SEPTEMBER 30, 2011
SOURCE: THEATRICAL (FESTIVAL SCREENING)
In the past I have always missed the opening night movies at Shriekfest due to work, but this year I had the early shift, allowing me to see what sort of movies they think are worth leading the festival off with. As I no longer have time/energy to write up full reviews of every movie I see at a festival, I decided whichever of the three opening night films I liked the most would get the review; as it turns out, Opus - the first of the three - was my favorite.
Right off the bat I was on board, because while I knew it was a "7 people trapped in an isolated location" movie (i.e. a theoretical Saw ripoff), it didn't START with them already there, not knowing how they got there or who the others were. No, as we learn via reality show style testimonials, our seven heroes have agreed to star in a mysterious horror film, and are driven there on their own free will. It's only after they enter the house and sit around for a while that they realize something is amiss, as there's no director, no lights, and seemingly no cameras.
Of course, that's not actually the case. The entire film is shot through cameras that seem to be placed inside wall vents and lighting fixtures, all placed perfectly symmetrical (no annoying high quarter angle shots like Bryan Loves You). It gives the film a very unnerving atmosphere that kept my interest throughout the runtime, at least until the final 10 minutes when the movie shoots itself in the foot with a dragged out setpiece featuring a character that we had assumed was dead.
Now, what might bug people about the climax is that we never get the answers (i.e. who is the director, how is the mistress of one character involved, etc), but that didn't bother me at all - any answer they come up with out of nowhere is likely to disappoint anyway. The problem is that they had a perfectly good ending but kept the movie going, showing us what this thought-dead character was doing the whole time. If they revealed he was the killer, fine, but instead we just see him doing the same sort of shit the other characters were doing throughout the rest of the film, albeit by himself, and ultimately it doesn't provide any more insight.
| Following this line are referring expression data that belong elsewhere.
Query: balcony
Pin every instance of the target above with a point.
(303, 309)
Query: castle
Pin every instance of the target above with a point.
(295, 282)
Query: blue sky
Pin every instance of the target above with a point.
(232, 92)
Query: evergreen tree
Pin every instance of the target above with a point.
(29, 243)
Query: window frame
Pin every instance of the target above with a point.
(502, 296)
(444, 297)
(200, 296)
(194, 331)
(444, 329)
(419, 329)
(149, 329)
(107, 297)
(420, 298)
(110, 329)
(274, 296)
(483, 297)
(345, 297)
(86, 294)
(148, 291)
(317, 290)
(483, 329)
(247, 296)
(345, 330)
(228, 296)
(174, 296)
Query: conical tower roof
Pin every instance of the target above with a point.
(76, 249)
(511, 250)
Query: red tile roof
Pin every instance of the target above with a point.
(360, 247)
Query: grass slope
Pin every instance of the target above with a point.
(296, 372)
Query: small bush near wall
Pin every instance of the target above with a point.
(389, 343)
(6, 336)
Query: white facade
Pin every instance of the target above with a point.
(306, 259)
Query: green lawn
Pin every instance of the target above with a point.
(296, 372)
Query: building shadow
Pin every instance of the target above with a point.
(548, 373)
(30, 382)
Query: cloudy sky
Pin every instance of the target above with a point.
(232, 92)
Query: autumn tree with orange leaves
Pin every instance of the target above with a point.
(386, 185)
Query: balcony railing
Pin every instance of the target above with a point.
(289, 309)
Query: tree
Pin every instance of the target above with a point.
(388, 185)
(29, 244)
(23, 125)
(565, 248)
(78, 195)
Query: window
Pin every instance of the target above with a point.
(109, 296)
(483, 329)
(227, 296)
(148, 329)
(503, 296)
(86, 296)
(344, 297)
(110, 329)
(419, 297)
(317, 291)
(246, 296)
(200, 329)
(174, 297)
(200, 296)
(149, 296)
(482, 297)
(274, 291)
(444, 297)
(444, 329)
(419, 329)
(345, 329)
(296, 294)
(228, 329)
Hell, it doesn't even set up a sequel! Essentially it's just a clunky, pace-killing way to tie up a loose end, one that was already more or less addressed by one of the characters earlier.
See, the hook of the movie is that they seem to be "acting out" a pre-existing script for a traditional horror movie, which leads to some minor Scream style meta humor (the resident horror movie expert* points out that the only black guy was the first to be taken out). Well, most slashers have a character that disappears only to either turn up dead or as the killer, so all we would need is a quick shot of this guy's corpse at some point in the final reel to be satisfied. For the life of me I cannot fathom why they chose to dedicate the entire last 5-10 minutes of the film to this character's non-journey.
(Also, instead of the "we're acting out a script" thing, I would have reversed it - having someone write down everything that happens as they turn on each other and fashion it into a "based on a true story" script. We need more cynical endings in horror!)
Production-wise, it was by far the most professional of the films I saw tonight. None of the actors were particularly great (one's performance was intentionally terrible, I guess, but even when his true colors show through he's still bad), but it looked terrific and had a very atmospheric sound design, with the whirring motors and fluttering of the auto-iris (I think some of the cameras were meant to be motion activated?) constantly reminding us of what we were seeing the movie through without keeping annoying camera graphics on-screen (i.e. the battery icon and "REC") - those are used sparingly more to keep track of how much time has passed. The score is also quite good (if a bit "Hello Zepp"ish at times; if intentional it was a poor choice since the scenario alone is already recalling Saw II), and director Micah Levin (plus DP Elie Smolkin) should be commended at keeping the movie visually interesting despite rarely even having the opportunity to move the camera beyond minor zooms.
And after the third film, Millennium Bug, what I really appreciated about Opus was that they kept the story within the confines of what was probably not a particularly big budget. Bug was fun, but throughout the movie I was sort of kept at arm's length from it as they clearly shot the entire thing on a set and didn't have the dough to show the monster doing much (or the ability to go into a wide shot - they later explained their set was only 600 square feet). With a few million this could have been a really kick ass movie (the script was pretty great; a blend of Wrong Turn/Hills Have Eyes type horror and a 50s monster movie), but instead it felt like the world's longest pre-vis; a demo in order to secure the necessary budget. Opus, on the other hand, never felt hampered by its budget or resources; any more money probably would/should have just gone toward hiring better actors (I should note that the film was largely improvised, which was likely the intention from the start - another reason why hiring better performers could have improved things).
So even while not perfect, it at least proves that there is still some life in the "let's trap a bunch of strangers somewhere" sub-genre, and even though it dips into torture territory briefly, anytime I can watch one of these things without constantly being reminded of Saw (not counting the score), especially now that we're coming up on Halloween and there's no new entry (boooo!) I am satisfied.
What say you?
*Who has a framed Dead Pit poster in his room. Brett Leonard was an executive producer here, and while the homage is cute, it seriously undermines his credibility as a horror expert, especially since it's the only really horror thing we can clearly see in there (looks like he has some Living Dead Dolls or something way in the background too).